Where I inquired, I saw no magnetic-stripped cards changing hands, so I cannot say, on the hot topic of DNA, that the sky is falling. This holds with my inclination to believe that the museum volunteers are not party to the privacy improprieties of the sponsors running the machines. But what hands-on scientific observations are being conducted on digital equipment, as distinguished from analog microscopes, might be kept in the records, and it would only require just one lab-coated coordinator to monitor which sample came from whom. And wouldn’t that be the whole ball of wax?
CRYING WOLF?
If all this seems implausible, consider what is happening at Buckley AFB, by coincidence only a few miles away in Denver. Although US security agencies refuse to comment, respected intelligence experts have determined that at Buckley reside the data storage units upon which are the recordings of every single cellphone conversation that’s been transmitted via satellite. Every last one, for the past several years. Current technology does not afford agents the capability to monitor all those calls, but the processors are quickly catching up. The spooks can project that the eventual capacity to parse the information is inevitable. So why not begin logging the information now? The public has learned about Buckley from former employees, this is not mere idle speculation. Meanwhile the telecom companies who’ve been complicit in the data collection, have been very adamant about receiving immunity from prosecution for what constitute gross violations of American law.
AND NOW?
The information tracking mechanisms are there, the DMNS staff do not presume to vouch for machines, only for the harmless cards. Meanwhile the DMNS has no written pledge that their visitors’ confidentiality is being respected. Harvesting test data is not illegal after all, and with the pretense of anonymity, it’s even laudable, in the name of Science and Nature.

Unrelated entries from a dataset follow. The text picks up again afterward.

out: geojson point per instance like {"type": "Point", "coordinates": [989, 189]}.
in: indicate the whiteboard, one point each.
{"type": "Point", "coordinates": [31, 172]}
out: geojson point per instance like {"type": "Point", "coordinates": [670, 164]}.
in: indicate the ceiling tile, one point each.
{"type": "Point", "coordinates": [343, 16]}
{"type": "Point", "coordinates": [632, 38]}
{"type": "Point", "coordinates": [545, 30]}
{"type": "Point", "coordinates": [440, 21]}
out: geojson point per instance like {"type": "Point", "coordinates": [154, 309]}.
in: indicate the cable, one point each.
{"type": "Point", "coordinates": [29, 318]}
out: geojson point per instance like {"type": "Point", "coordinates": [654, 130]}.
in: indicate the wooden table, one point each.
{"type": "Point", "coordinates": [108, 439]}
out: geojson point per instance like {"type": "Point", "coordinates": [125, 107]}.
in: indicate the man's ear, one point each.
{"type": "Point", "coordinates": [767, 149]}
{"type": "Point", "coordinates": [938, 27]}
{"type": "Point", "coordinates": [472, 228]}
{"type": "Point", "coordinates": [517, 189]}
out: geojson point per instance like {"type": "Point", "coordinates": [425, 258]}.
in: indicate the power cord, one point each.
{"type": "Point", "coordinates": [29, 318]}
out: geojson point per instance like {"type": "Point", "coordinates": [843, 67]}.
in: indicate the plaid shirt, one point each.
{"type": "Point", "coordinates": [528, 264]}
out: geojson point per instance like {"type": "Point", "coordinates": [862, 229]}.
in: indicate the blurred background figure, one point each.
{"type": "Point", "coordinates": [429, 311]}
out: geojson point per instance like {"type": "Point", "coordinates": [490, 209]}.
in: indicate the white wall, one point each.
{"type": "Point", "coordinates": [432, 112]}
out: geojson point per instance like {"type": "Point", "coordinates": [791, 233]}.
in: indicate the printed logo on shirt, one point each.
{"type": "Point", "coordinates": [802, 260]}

I am awaiting a written response from the “Expedition Health” curator, and I intend to solicit an informed and verifiable refutation of these charges. I’ll keep you posted.
The “Expedition Health” installation went up in April, but it’s not coming down. It’s the most recent PERMANENT EXHIBIT to be added to the DMNS offerings. Add the trajectory of time to the information the diagnostics will be able to assemble about you.
And so, what do you think of a museum of Nature and Science, adding a whole wing about FREE HEALTH TESTING? Is that the dominion of museums, usually public repositories of the archives of knowledge? Or can you imagine a more appropriate setting for equipment and staff to perform medical checkups?